Drivers have only fractions of a second to respond and try to get the vehicle under control, as a widely-shared video in 2015 of an RV tire blowout shows.
Duncan said she’d asked Flax why they couldn’t sue Goodyear over the tire, but claims the attorney considered litigation against the tire company “impossible.” (Flax didn’t respond to requests for comment.)
As a result, the family never contacted Goodyear to file a claim over the accident, Duncan said. And after spending what she estimated to be $20,000 on the attorney, Duncan said she eventually decided it was too much. “I didn’t have any more money,” he said.

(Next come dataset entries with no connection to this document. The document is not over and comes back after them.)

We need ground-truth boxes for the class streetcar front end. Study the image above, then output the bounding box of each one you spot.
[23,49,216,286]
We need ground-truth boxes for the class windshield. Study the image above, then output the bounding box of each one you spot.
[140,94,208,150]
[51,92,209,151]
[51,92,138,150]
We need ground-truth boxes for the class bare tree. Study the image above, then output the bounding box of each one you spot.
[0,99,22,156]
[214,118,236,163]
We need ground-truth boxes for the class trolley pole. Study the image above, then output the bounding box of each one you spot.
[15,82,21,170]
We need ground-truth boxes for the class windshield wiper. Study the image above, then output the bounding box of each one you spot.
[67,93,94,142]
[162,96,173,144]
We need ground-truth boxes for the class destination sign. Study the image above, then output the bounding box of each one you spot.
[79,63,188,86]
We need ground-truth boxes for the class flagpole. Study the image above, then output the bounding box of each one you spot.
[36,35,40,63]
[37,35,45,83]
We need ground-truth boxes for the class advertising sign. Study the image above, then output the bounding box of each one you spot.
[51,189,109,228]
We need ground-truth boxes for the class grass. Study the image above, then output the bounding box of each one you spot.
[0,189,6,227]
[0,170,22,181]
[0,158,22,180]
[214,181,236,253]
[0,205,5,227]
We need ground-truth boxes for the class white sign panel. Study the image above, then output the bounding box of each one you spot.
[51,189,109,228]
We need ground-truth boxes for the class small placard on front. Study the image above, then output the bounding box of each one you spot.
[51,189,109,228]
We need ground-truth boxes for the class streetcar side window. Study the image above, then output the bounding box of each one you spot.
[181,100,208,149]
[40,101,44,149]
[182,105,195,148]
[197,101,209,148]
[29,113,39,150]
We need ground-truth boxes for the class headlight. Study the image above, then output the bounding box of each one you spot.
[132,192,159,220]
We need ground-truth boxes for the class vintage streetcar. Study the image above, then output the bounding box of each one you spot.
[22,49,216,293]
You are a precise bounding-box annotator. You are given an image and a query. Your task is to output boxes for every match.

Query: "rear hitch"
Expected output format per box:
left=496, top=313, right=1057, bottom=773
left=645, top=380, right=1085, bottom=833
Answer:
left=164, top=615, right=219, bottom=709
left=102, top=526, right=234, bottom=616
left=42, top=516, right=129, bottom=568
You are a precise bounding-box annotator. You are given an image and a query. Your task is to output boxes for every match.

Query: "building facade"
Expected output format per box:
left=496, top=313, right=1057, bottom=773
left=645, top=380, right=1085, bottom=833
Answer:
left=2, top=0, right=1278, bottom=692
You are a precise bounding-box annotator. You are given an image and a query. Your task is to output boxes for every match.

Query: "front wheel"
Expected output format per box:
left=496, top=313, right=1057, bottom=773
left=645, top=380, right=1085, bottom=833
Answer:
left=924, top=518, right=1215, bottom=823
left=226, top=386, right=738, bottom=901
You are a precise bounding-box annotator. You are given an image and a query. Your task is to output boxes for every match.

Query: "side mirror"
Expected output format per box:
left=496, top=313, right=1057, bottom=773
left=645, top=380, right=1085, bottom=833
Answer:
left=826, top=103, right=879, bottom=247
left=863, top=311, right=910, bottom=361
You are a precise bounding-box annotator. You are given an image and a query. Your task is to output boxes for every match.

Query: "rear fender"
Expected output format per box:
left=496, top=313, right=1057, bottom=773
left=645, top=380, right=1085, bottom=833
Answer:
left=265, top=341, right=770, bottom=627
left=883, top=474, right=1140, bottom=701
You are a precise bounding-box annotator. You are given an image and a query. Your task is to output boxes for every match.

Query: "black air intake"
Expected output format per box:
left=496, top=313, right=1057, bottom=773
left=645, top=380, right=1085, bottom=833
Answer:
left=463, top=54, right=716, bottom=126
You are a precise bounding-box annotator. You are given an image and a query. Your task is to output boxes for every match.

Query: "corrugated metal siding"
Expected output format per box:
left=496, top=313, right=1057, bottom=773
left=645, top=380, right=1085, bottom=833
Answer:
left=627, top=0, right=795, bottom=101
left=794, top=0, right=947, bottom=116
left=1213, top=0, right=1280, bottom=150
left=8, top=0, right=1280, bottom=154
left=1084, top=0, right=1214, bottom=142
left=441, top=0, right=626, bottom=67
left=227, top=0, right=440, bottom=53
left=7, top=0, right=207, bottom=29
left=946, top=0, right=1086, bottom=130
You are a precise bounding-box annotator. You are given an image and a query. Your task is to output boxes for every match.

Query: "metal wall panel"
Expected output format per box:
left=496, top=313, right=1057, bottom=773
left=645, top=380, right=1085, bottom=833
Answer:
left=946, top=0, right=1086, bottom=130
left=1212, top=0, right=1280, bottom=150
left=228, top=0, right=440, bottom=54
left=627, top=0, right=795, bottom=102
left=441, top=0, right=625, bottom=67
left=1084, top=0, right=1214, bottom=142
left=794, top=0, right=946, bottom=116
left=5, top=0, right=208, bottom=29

The family moved on from the case until earlier this year, when Duncan and Leanne Lillefloren stopped by a going away party for the son of Leanne’s best friend. While there, an acquaintance sat down at a table next to them and, according to Leanne, said: “I thought you’d want to see this.”
It was a report from Jalopnik, they said, about a spate of fatal crashes involving the G159, and the long-running effort by an Arizona attorney to get regulators to examine the tire.
“Twenty minutes later, Nichole and I are looking at each other,” Lillefloren said. “Nichole leaves the party because she’s so angry that she had spent all this time and energy trying to prove that something was wrong. And then this article.”
Duncan kept saying “that tire number sounds familiar,” Lillefloren said. After Duncan returned home later that night, she forwarded a copy of the accident report to her step-sister and confirmed: “It’s the same tire.”
“I was pissed,” Duncan said. “I was mad, I couldn’t sleep the rest of the night. I was so angry.”
They spoke with an attorney about filing possible legal action, but soon realized it was a nearly-impossible gambit. Still, Duncan and Lillefloren think Goodyear should be held accountable for the number of accidents linked to the tire. The recent reports about the G159 have rekindled the unsettled feelings they shared so many years ago.
“Our family has endured a lot of loss,” Lillefloren said. “To have somebody taken for that reason, that bothers me more.”
Duncan added, “Our kids don’t have a memory of their grandparents.”
The family recently wrote to attorney Kurtz in Arizona, summarizing their story and the reason they’d contemplated speaking out.
“At the time, as we tried to process our shock and grief, and understand how this could have happened, we of course had no way of knowing about the history with this tire,” the letter said.
“Ruth’s death seemed so shocking and senseless. We did everything we thought we could at the time. We requested vehicle safety reports, hired lawyers and engineering experts, all trying to determine if there might be some kind of product liability lawsuit we could bring, and we came up empty.”
Even if a lawsuit isn’t possible, the letter said, “we still want you to be aware of her story, of our story, if it might help you hold Goodyear accountable somewhere.”
At the very least, the family said, with everything captured by the lawsuits and reports that showed how Goodyear managed to keep a lid on evidence about the G159 through the use of secret settlements, they now “know why we came up empty.”
Despite never having met Kurtz, they thanked him for his work.
“It would have meant a great deal to Dennis,” the letter said, “if he had lived long enough, to know what we know now about the G159 tire.”